Mezuk Briana
Department of Epidemiology, University of Michigan School of Public Health, 109 Observatory, 3644 SPH Tower, Ann Arbor, MI 48109, USA.
Clin Rev Bone Miner Metab. 2008 Dec;6(3-4):101-113. doi: 10.1007/s12018-009-9025-y.
The nature of the relationship between affective disorders, bone mineral density (BMD), and bone metabolism is unresolved, although there is growing evidence that many medications used to treat affective disorders are associated with low BMD or alterations in neuroendocrine systems that influence bone turnover. The objective of this review is to describe the current evidence regarding the association of unipolar and bipolar depression with BMD and indicators of bone metabolism, and to explore potential mediating and confounding influences of those relationships. The majority of studies of unipolar depression and BMD indicate that depressive symptoms are associated with low BMD. In contrast, evidence regarding the relationship between bipolar depression and BMD is inconsistent. There is limited but suggestive evidence to support an association between affective disorders and some markers of bone turnover. Many medications used to treat affective disorders have effects on physiologic systems that influence bone metabolism, and these conditions are also associated with a range of health behaviors that can influence osteoporosis risk. Future research should focus on disentangling the pathways linking psychotropic medications and their clinical indications with BMD and fracture risk.

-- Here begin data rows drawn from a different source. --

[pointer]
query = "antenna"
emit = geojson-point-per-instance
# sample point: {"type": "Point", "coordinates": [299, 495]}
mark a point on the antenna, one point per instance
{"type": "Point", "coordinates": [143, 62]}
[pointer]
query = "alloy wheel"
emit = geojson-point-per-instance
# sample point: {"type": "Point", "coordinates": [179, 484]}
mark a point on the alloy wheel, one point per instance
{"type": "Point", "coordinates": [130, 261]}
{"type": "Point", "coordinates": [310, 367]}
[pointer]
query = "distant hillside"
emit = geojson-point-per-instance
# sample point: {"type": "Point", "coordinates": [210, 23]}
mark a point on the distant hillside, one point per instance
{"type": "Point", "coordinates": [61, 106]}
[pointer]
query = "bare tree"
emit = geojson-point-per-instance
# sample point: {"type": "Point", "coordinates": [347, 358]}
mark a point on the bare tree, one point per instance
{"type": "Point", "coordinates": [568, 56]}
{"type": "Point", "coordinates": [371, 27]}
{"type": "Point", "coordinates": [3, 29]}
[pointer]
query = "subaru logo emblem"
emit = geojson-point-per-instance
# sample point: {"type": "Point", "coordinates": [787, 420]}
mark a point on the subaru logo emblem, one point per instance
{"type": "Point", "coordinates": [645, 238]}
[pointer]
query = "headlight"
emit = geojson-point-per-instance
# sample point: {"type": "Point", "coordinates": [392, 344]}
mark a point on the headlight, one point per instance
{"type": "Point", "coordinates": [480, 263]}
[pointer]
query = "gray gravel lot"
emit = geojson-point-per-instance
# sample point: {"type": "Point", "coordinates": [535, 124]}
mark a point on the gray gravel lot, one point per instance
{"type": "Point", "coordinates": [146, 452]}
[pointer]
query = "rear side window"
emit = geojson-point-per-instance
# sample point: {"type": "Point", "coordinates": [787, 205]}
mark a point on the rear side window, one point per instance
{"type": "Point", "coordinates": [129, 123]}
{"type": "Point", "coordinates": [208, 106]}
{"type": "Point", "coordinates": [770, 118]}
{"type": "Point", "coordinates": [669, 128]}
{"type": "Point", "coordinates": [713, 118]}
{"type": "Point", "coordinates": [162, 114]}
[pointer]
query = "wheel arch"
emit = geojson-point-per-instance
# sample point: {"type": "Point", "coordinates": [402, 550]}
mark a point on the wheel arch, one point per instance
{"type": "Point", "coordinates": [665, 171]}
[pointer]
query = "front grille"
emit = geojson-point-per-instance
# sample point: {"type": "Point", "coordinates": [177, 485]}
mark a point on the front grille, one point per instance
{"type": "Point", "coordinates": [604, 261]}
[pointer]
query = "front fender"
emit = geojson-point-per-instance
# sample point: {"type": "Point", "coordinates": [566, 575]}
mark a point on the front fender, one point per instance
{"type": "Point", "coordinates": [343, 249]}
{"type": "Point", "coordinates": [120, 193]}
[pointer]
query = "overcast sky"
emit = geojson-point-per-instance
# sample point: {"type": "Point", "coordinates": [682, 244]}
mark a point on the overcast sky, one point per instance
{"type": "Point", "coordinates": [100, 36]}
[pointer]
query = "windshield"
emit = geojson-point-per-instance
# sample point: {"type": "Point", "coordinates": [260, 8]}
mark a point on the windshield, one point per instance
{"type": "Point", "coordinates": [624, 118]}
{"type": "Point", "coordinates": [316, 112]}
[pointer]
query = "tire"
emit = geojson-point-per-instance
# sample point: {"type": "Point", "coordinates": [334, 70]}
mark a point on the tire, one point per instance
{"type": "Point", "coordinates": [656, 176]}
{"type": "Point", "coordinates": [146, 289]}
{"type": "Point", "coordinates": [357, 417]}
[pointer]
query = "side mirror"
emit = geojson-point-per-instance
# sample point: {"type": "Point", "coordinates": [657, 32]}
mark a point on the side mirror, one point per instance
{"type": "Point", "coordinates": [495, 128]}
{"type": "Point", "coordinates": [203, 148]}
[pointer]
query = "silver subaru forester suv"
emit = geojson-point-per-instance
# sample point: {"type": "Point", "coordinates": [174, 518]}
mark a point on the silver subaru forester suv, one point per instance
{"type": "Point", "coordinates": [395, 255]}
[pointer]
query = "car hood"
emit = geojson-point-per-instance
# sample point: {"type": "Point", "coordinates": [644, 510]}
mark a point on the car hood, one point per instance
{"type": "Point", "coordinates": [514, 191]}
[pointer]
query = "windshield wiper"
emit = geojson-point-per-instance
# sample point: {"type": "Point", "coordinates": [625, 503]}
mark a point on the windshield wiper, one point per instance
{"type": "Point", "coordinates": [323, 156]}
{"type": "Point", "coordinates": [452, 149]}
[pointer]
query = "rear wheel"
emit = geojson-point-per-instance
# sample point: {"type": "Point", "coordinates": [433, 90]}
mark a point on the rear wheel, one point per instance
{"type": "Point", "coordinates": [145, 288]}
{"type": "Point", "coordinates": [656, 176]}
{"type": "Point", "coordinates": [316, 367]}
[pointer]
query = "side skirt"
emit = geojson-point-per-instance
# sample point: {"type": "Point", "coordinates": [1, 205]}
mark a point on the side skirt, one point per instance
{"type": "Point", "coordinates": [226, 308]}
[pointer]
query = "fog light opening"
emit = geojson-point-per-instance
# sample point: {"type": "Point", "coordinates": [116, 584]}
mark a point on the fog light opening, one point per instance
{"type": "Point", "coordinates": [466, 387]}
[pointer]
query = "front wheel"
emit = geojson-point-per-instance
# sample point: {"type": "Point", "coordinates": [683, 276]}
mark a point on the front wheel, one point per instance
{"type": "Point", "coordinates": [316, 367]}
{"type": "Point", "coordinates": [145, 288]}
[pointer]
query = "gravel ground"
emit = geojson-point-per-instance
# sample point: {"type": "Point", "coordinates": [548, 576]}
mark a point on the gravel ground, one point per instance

情感障碍、骨矿物质密度(BMD)和骨代谢之间关系的本质尚未明确,尽管越来越多的证据表明,许多用于治疗情感障碍的药物与低骨密度或影响骨转换的神经内分泌系统改变有关。本综述的目的是描述目前关于单相和双相抑郁症与骨密度及骨代谢指标之间关联的证据,并探讨这些关系中潜在的中介和混杂影响。大多数关于单相抑郁症和骨密度的研究表明,抑郁症状与低骨密度有关。相比之下,关于双相抑郁症与骨密度之间关系的证据并不一致。有有限但具有启发性的证据支持情感障碍与一些骨转换标志物之间存在关联。许多用于治疗情感障碍的药物会对影响骨代谢的生理系统产生作用,而且这些病症还与一系列可能影响骨质疏松风险的健康行为有关。未来的研究应侧重于理清将精神药物及其临床适应症与骨密度和骨折风险联系起来的途径。